Thursday, September 27, 2018

Downloading fasta using efetch - CentOS


$ efetch -db nucleotide -id KJ413946.1 -format fasta


501 Protocol scheme 'https' is not supported (LWP::Protocol::https not installed)
No do_post output returned from 'https://eutils.ncbi.nlm.nih.gov/entrez/eutils/efetch.fcgi?db=nucleotide&id=KJ413946.1&rettype=fasta&retmode=text&edirect_os=linux&edirect=9.90&tool=edirect&email=datta@ttshbio'
Result of do_post http request is
$VAR1 = bless( {
                 '_content' => 'LWP will support https URLs if the LWP::Protocol::https module
is installed.
',
                 '_rc' => 501,
                 '_headers' => bless( {
                                        'client-warning' => 'Internal response',
                                        'client-date' => 'Thu, 27 Sep 2018 06:42:06 GMT',
                                        'content-type' => 'text/plain',
                                        '::std_case' => {
                                                          'client-warning' => 'Client-Warning',
                                                          'client-date' => 'Client-Date'
                                                        }
                                      }, 'HTTP::Headers' ),
                 '_msg' => 'Protocol scheme \'https\' is not supported (LWP::Protocol::https not installed)',
                 '_request' => bless( {
                                        '_content' => 'db=nucleotide&id=KJ413946.1&rettype=fasta&retmode=text&edirect_os=linux&edirect=9.90&tool=edirect&email=datta@ttshbio',
                                        '_uri' => bless( do{\(my $o = 'https://eutils.ncbi.nlm.nih.gov/entrez/eutils/efetch.fcgi')}, 'URI::https' ),
                                        '_headers' => bless( {
                                                               'user-agent' => 'libwww-perl/6.05',
                                                               'content-type' => 'application/x-www-form-urlencoded'
                                                             }, 'HTTP::Headers' ),
                                        '_method' => 'POST'
                                      }, 'HTTP::Request' )
               }, 'HTTP::Response' );

Installing "perl-LWP-Protocol-https" has solved the problem!

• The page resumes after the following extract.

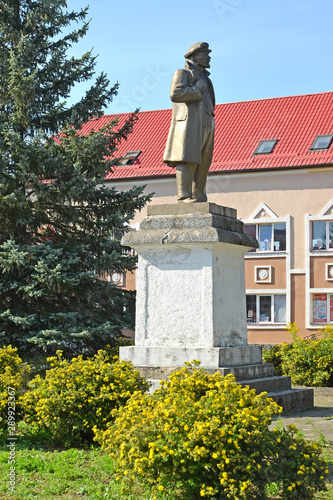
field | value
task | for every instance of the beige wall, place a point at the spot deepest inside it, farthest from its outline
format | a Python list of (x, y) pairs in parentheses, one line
[(294, 193)]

$ sudo yum install perl-LWP-Protocol-https


$ efetch -db nucleotide -id KJ413946.1 -format fasta
>KJ413946.1 Escherichia coli strain ECS01 plasmid pNDM-ECS01, complete sequence
ATGGCAGAGGAAAGCAAACAGCTAACCAAACGGCAACAAAAAGCCATTGATACAGCGGCGTTAATCCGGC
AGGAGCCGCCGCAGGGTGAAGATATGGCATTCACCCACTCCATTCTGTGCCAGGTCGGTTTGCCCCGTTC
TAAGGTGGCAGGGCGTGAGTTTATGCGCCGTTCTGGTGATGCCTGGCTCGTCGTACAGGCAGGCTGGATT
GATGAAGGCAGTGGCCCGGTAGAGCAGCCTTTACCCTATGGCGCTATGCCGCGACTCACGTTCGCCTGGA
TTTCATCGTATGCACTGCGCAACAAAACGCGGGAAATCGCCATCGGCCACAGCGCTAATGAGTTTCTTCA
CCTTATGGGGATGGACTCACAGGGAACCCGTCATAAAACGCTGCGTACACAAATGCAGGCGCTGGCCGCG
TGTCGTTTGCAGCTGGGCTTTAAGGGCC

For downloading multiple records from NCBI directly with a list of accession using "efetch" and make accession as filename:

$ time for d in $(cat Plasmid.list);do echo $d; efetch -db nucleotide -id $d -format fasta >$d.fasta; done ##takes a bit longer time 
 
real    6m47.812s
user    0m43.515s
sys    0m7.811s  

For extracting multiple records from local NT/NR database with a list of accessions using "blastdbcmd" and make accession as filename

$ time for d in $(cat Plasmid.list);do echo $d; blastdbcmd -db nt -entry $d >$d.fasta; done

real    0m26.736s
user    0m7.004s
sys    0m4.384s  

Notice the advantage of having downloaded local databases. It just took 26 secs!!

Wednesday, September 26, 2018

Cannot find xml2-config - R Studio - CentOS

Came across this error while installing CINNA package on CentOS.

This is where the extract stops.